Это была только третья страница липпсовой «Воли», которую, в числе трех других «Воль», она должна была одолеть к осени.
С Липпса она начала, и в тетрадке для выписок даже поставлено было:
A) Der Begriff des «Gefühls»[3]. Дальше шли мелкие расходы, адрес зубного врача и стихотворение Бальмонта «Можно жить с закрытыми глазами».

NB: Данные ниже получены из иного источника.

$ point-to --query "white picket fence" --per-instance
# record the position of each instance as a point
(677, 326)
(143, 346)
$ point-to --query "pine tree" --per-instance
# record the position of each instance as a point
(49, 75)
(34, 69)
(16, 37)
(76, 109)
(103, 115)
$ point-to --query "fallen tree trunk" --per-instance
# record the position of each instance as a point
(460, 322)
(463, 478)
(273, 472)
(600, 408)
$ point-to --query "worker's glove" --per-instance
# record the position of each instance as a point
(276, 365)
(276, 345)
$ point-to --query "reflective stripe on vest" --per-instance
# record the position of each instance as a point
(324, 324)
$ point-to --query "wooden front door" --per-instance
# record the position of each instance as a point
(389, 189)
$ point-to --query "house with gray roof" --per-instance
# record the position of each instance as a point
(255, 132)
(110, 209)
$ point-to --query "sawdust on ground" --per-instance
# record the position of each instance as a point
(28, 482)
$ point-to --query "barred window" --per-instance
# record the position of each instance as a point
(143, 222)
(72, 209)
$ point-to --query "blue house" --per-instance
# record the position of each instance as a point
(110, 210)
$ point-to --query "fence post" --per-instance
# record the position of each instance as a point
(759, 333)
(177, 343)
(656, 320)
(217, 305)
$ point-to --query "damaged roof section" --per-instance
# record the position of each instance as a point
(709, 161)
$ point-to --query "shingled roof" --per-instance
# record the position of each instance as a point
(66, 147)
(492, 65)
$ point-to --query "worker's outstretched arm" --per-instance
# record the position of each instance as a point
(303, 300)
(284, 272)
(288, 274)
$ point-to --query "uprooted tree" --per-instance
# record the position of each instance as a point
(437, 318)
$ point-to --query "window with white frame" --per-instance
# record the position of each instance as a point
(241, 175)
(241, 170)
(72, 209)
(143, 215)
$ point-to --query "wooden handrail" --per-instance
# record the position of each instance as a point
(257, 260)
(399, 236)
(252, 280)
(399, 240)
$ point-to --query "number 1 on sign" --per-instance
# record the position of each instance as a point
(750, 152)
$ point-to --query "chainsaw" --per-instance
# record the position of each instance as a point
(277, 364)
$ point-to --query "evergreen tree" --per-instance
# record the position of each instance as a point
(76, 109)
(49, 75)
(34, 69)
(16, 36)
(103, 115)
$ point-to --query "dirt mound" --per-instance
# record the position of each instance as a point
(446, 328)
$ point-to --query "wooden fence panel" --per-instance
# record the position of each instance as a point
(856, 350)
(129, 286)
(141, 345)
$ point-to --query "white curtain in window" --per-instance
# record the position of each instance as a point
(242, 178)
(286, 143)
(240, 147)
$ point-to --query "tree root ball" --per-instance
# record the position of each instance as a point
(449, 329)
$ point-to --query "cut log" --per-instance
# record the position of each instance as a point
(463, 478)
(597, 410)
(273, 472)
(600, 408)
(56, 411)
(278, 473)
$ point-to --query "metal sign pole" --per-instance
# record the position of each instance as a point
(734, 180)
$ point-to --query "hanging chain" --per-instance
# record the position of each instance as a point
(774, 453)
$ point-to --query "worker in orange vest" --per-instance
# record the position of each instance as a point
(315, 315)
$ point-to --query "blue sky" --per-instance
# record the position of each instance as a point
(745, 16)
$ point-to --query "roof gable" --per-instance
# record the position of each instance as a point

После долгих шатаний по лесу, бесконечного завтрака, обеда, ужина, купанья, прогулок и «дивного заката» в этой большой, милой комнате, когда море шумело даже сквозь запертые двери, а зеленая лампа так лениво и просто горела, — заглавие «Vom Fühlen, Wollen und Denken»[4] смыкало глаза и вызывало убийственно-мягкий и зевотный вопрос: к чему?
Она закрыла книгу; как вчера, пошла к себе, принесла плоский деревянный ящик и из-под руки показала его лаборанту.
— All right!..[5]— Лаборант весело кивнул, грубо отодвинул толстые корешки и очистил место.